Bundesgerichtshof (BHG), (Az.: VIII ZR 416/12):

So lange der Mieter in einer Wohnung wohnt, können die Wände nach seinen Wünschen gestrichen werden. Beim Auszug ist der Mieter allerdings nicht frei in der Farbwahl, sondern muss, nach dem Urteil des Bundesgerichtshof (Az.: VIII ZR 416/12) , die  Wohnung in neutralen, gedeckten Farben übergeben.
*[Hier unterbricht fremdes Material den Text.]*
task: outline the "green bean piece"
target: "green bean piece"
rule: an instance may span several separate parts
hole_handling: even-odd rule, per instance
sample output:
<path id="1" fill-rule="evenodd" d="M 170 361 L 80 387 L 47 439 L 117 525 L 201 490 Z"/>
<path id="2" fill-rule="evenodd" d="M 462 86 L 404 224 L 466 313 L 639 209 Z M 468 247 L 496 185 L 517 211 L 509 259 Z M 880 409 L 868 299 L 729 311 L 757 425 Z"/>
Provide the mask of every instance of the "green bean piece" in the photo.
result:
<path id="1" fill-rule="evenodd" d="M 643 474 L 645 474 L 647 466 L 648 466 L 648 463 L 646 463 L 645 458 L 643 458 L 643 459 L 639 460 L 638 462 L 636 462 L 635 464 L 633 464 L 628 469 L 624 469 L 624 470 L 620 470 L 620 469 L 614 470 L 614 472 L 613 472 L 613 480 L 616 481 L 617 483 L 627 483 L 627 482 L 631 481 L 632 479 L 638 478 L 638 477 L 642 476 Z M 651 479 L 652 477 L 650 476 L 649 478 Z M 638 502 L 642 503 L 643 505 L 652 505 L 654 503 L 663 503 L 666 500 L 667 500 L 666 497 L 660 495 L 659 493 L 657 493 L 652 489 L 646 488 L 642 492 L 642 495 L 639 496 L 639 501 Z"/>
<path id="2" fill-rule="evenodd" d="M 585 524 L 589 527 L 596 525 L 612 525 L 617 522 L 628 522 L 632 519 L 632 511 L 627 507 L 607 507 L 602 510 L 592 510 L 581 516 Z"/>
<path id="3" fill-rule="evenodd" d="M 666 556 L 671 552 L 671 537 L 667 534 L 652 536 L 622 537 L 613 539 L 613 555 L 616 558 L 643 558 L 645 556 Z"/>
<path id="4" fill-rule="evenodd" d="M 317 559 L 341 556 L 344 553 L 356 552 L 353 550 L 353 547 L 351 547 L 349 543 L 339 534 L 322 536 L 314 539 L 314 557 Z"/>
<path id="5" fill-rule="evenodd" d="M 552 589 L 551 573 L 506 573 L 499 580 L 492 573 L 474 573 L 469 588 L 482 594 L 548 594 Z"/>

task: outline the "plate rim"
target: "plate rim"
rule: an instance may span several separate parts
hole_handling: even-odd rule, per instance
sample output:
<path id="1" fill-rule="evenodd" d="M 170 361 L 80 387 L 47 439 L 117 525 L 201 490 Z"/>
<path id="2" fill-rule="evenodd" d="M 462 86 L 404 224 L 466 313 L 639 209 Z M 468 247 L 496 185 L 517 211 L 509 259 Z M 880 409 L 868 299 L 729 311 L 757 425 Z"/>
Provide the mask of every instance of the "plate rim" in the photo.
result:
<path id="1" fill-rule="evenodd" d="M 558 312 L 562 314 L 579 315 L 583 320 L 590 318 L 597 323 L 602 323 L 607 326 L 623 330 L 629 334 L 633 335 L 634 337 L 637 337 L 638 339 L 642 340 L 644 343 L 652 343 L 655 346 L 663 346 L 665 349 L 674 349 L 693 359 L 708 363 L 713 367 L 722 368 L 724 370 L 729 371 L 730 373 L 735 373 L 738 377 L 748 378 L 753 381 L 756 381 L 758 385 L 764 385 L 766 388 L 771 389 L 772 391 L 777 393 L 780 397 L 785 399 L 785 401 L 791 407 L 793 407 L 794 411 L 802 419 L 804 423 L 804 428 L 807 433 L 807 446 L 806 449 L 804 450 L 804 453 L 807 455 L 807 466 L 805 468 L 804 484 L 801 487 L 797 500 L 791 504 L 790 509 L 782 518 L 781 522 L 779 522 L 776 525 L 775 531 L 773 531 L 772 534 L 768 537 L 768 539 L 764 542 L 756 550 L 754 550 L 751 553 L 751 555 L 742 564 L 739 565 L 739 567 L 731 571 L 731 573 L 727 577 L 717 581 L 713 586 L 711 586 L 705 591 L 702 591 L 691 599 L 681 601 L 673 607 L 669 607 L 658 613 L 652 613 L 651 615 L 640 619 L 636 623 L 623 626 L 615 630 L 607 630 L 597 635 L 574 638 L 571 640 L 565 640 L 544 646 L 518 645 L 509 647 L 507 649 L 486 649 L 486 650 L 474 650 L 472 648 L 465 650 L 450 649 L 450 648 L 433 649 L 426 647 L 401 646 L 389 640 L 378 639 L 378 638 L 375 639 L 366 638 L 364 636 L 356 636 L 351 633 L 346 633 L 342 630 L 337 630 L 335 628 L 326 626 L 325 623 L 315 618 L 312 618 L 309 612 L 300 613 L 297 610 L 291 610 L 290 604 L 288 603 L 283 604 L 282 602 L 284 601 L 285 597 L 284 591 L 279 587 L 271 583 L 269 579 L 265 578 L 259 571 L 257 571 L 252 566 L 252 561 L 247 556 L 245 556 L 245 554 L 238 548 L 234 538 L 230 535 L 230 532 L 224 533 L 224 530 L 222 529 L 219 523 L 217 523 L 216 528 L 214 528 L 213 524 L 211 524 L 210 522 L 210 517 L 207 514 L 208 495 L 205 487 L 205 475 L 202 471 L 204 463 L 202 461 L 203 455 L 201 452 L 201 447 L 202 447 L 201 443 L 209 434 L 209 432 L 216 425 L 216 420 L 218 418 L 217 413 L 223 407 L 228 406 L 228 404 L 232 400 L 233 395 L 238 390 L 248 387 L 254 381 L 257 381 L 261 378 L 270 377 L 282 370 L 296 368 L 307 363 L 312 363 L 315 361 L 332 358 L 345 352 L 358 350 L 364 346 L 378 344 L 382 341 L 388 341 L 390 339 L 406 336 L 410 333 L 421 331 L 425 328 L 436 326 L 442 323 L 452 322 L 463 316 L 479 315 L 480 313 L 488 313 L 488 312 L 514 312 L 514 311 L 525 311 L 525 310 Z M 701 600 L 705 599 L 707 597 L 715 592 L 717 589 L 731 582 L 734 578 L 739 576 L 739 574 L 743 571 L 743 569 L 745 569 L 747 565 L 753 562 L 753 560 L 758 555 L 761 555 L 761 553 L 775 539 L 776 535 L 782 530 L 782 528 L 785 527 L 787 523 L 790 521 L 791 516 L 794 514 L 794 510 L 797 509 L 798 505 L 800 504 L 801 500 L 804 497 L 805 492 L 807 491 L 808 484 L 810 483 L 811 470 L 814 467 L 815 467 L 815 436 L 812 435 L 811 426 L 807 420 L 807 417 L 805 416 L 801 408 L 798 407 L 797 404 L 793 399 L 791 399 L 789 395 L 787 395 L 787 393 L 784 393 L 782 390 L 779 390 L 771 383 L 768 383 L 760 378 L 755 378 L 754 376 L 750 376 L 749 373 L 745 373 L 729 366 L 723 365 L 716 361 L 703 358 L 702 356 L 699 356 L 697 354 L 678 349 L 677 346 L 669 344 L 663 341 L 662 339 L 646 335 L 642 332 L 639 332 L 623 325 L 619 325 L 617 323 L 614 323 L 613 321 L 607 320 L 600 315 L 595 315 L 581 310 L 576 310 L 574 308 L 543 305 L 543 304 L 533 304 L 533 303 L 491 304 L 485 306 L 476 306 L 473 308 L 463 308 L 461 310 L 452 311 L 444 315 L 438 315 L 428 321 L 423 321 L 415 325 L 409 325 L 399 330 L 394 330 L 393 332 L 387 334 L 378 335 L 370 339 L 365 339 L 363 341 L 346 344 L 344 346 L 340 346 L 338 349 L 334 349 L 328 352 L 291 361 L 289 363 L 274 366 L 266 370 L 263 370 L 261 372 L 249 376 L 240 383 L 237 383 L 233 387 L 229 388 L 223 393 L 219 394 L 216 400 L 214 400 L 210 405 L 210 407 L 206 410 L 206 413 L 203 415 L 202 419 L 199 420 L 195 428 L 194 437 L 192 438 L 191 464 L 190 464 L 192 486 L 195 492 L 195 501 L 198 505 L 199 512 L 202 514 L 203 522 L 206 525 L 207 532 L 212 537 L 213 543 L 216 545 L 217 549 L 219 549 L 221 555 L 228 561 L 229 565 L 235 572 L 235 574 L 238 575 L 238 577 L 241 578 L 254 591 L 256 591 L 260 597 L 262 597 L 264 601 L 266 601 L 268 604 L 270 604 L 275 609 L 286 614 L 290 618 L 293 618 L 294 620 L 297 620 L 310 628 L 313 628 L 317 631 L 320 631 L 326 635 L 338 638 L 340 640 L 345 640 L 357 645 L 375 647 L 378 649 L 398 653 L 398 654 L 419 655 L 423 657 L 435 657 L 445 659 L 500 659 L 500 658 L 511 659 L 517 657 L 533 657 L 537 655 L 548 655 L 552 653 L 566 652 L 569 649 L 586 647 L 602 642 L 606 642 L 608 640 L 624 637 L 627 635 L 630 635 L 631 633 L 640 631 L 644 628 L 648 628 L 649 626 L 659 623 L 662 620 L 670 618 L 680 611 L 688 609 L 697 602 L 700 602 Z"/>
Die Begründung sieht der Bundesgerichtshof in der Wiedervermietung der Wohnung: Die neutralen und gedeckten Farben sollen sicherstellen, dass die Farbgebung für möglichst viele Mietinteressenten akzeptabel ist. Abweichungen von dieser Farbgebung können vom Vermieter behoben werden, wodurch Kosten für den Mieter entstehen können. Im konkreten Fall ging es um Malerarbeiten in einer Doppelhaushälfte, die für das Weißstreichen insgesamt Kosten von 3600€ verursacht haben und die der Mieter jetzt tragen muss. Er hatte die Wohnung in den kräftigen Farben Rot, Gelb und Blau übergeben.